As mentioned above taking a growing season or two to get weeds under control would be wise. during this time use annuals that are not as finicky to build the soil, suppress weed growth and provide a food source. Also use this time to get soil samples and amend soils as recommended.
 

41magnum

Twelve Pointer
no till requires a grain drill........do you have one?

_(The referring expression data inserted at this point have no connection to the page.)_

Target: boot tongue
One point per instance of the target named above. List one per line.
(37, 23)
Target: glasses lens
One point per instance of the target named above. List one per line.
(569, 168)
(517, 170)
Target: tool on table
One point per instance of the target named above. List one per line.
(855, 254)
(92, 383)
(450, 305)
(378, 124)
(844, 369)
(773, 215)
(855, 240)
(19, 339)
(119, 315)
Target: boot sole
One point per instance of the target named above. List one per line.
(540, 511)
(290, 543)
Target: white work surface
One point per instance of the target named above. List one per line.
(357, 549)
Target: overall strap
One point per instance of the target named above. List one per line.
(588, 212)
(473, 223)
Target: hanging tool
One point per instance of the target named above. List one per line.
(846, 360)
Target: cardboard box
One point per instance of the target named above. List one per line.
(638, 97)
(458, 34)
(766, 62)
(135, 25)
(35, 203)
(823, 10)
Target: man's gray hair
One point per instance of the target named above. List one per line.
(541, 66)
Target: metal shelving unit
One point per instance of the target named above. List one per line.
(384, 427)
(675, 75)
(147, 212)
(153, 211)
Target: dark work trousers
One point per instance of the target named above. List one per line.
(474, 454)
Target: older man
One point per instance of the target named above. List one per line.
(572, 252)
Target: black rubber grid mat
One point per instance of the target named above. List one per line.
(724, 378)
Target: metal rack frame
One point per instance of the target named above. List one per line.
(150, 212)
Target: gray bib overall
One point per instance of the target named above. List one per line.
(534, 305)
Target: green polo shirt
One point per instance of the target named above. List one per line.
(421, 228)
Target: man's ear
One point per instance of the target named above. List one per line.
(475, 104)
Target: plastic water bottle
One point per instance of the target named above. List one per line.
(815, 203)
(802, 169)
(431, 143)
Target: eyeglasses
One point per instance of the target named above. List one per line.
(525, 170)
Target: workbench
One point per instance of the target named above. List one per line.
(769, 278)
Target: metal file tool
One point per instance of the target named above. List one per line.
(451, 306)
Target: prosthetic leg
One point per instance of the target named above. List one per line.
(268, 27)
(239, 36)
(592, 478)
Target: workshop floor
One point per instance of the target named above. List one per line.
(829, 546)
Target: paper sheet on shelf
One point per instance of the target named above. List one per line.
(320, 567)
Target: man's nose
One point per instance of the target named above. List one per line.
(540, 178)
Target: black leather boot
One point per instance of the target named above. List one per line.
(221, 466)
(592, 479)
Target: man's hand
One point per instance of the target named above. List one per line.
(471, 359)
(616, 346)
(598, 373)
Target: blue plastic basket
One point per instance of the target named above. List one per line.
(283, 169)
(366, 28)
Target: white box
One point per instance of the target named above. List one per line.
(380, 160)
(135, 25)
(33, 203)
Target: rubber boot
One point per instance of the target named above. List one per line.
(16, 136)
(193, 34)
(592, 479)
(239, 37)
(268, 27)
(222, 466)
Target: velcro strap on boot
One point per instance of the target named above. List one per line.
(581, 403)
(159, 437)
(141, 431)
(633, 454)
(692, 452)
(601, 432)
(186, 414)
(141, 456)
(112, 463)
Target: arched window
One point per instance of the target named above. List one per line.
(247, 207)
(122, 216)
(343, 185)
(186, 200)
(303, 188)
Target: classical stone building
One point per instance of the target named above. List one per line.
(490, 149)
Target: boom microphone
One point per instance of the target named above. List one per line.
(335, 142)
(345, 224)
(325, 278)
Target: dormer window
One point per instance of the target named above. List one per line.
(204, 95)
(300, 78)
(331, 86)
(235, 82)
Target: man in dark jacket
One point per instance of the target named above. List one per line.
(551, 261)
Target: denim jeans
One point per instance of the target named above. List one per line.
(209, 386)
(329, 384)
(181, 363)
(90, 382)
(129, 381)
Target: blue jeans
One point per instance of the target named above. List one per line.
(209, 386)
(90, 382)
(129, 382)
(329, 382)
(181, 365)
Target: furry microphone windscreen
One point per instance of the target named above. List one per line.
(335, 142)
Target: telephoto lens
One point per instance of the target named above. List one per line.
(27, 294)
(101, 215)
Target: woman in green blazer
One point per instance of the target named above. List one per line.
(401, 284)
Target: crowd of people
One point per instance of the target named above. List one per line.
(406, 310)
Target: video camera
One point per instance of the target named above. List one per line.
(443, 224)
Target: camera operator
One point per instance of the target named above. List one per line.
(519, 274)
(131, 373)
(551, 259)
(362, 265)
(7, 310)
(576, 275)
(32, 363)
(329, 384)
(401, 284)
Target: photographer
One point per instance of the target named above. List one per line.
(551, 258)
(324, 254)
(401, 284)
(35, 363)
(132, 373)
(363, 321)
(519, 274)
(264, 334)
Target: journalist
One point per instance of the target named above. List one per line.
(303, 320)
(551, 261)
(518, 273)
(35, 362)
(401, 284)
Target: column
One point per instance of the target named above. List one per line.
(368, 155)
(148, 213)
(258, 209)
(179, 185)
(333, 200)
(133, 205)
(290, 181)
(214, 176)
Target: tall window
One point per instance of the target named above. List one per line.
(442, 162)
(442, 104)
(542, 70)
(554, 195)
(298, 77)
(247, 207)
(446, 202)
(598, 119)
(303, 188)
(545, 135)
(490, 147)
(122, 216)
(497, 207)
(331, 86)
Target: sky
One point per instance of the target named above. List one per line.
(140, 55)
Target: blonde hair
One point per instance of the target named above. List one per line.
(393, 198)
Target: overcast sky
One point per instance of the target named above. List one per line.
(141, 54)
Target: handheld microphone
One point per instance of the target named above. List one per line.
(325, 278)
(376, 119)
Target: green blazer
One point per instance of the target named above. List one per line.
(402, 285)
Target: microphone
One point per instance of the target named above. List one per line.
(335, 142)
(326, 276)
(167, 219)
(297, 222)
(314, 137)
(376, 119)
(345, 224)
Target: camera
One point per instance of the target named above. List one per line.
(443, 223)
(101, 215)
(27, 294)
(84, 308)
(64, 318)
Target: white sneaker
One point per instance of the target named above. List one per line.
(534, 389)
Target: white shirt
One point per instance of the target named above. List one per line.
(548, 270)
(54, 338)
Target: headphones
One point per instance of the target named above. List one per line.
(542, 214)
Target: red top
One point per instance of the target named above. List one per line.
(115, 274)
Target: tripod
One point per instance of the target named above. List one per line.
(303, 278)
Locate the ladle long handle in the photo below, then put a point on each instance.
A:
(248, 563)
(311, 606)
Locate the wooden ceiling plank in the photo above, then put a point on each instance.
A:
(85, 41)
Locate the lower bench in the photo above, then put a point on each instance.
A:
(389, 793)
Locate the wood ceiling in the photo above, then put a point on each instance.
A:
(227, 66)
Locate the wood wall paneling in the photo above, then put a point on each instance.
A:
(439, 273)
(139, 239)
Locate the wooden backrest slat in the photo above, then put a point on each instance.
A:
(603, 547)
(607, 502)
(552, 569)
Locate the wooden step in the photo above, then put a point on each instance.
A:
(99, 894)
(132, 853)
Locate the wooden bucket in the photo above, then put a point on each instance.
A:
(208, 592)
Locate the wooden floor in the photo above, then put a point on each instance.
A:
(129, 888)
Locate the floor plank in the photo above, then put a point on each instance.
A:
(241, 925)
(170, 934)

they are nice but probably should wait until crop is established and you replant future crops.
 

Taproot

Guest
Get free expert help up front. A good place to start is NRCS and also NC Wildlife Resources Commission. Both offer free technical assistance. A state wildlife biologist will focus on your habitat and wildlife mgt. An agronomist will help address soils and farming best practices. Get their recommendations your soil and your specific site. You will be glad you did. Plus, they can tell you about incentive programs like CSP and WHIP that reimburse up to $50/acre for habitat enhancements.
 

Taproot

Guest
Spray with herbicide and wait two weeks. Then break the soil with a cutting harrow since it's been fallow so long. Follow up with a smoothing harrow and top sow. Finish with cultipacker.